In the estuary of the Lagoa dos Patos lagoon, A. dulcis seems to present the pattern of occurrence of most other Anorthoneis species, that is, it is being observed in low density, is being registered as scarce and/or seldom, and it lives attached or next to sand grains in marine/estuarine habitats. This pattern was described by Sterrenburg [4], with the notable exception that in his study abundant populations of Anorthoneis (A. vortex and A. pulex) were recorded.

The analysis of more than 55 valves during the period of 2 years of sampling revealed that more than 99% of the valves were not broken or eroded, a phenomenon characteristic of allochthonous diatoms. In addition to this, whole frustules were found in the permanent slides.

In conclusion, A. dulcis has a wide global distribution in world occurring in North and South Americas as well as in Asia. It occurs in freshwater (lentic and lotic) habitats as a periphytic diatom in Florida and in Southern Brazil as an epipsammic diatom. On the other hand, in estuarine areas, it occurs in lentic (Brazil) and lotic (South Korea) habitats as an epipsammic and epilithic diatom, respectively.

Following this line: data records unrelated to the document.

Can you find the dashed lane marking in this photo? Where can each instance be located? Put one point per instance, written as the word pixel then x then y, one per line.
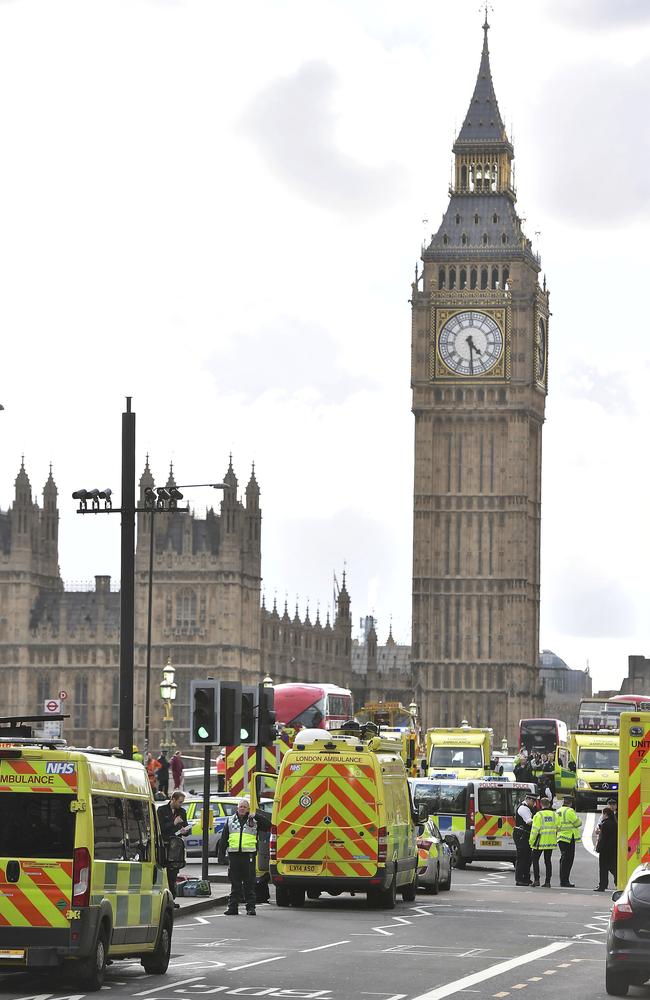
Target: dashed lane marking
pixel 261 961
pixel 322 947
pixel 496 970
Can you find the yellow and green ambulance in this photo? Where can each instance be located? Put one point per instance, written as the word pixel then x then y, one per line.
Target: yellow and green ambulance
pixel 82 866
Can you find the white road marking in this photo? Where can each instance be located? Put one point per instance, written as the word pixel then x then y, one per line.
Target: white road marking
pixel 262 961
pixel 588 834
pixel 496 970
pixel 321 947
pixel 181 982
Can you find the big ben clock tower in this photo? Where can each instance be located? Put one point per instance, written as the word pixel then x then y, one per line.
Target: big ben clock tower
pixel 479 380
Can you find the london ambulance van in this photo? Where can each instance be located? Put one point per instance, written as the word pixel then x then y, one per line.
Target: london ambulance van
pixel 343 821
pixel 82 865
pixel 596 756
pixel 476 818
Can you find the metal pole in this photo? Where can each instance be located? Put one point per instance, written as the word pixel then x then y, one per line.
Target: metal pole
pixel 205 846
pixel 127 582
pixel 147 691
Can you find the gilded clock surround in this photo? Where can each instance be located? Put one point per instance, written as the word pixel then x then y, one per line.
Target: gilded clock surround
pixel 440 371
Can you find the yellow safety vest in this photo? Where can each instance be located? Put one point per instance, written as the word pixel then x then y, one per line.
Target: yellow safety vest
pixel 569 824
pixel 543 834
pixel 242 837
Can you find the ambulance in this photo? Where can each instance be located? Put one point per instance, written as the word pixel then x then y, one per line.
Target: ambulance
pixel 82 864
pixel 596 778
pixel 476 817
pixel 343 820
pixel 633 795
pixel 462 752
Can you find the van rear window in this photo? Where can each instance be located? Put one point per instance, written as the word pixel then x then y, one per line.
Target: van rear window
pixel 441 798
pixel 36 825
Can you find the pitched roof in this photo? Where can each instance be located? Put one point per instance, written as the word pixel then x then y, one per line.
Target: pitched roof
pixel 483 119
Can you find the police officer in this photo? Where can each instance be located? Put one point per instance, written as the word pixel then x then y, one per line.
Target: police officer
pixel 521 834
pixel 239 839
pixel 543 838
pixel 569 826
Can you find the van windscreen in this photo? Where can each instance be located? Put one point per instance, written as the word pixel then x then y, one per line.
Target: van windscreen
pixel 441 798
pixel 36 825
pixel 456 757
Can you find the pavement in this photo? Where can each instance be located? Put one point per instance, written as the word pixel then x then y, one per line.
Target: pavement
pixel 486 939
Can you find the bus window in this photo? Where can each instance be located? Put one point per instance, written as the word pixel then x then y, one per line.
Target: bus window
pixel 456 757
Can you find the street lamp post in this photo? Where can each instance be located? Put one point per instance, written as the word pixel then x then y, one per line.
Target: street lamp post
pixel 168 695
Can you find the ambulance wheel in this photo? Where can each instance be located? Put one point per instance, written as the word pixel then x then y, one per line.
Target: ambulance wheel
pixel 156 964
pixel 91 971
pixel 410 892
pixel 616 984
pixel 282 897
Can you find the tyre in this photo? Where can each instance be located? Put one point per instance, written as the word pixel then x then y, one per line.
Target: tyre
pixel 157 963
pixel 297 897
pixel 457 859
pixel 90 972
pixel 282 897
pixel 616 984
pixel 410 892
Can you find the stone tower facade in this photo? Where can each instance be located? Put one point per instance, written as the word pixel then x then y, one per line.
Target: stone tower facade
pixel 479 381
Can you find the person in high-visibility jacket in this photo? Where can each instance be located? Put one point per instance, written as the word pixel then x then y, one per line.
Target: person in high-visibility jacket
pixel 569 829
pixel 543 839
pixel 239 840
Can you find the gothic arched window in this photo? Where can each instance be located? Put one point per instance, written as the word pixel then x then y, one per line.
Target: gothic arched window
pixel 186 608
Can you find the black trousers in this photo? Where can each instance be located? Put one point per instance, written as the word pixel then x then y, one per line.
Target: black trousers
pixel 547 863
pixel 567 854
pixel 606 864
pixel 241 872
pixel 524 856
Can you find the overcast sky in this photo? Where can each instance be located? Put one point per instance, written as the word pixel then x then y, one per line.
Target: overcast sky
pixel 217 209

The authors would like to thank the technical assistance at the Electron Microscopy Center (CEM-UFRGS). They are grateful to two reviewers whose suggestions helped improve the manuscript and to Dr. Patricia Mosto who helped us towards the final arrangement of the manuscript. This work has been partially supported by CNPq Grant no. 301897/2003-1.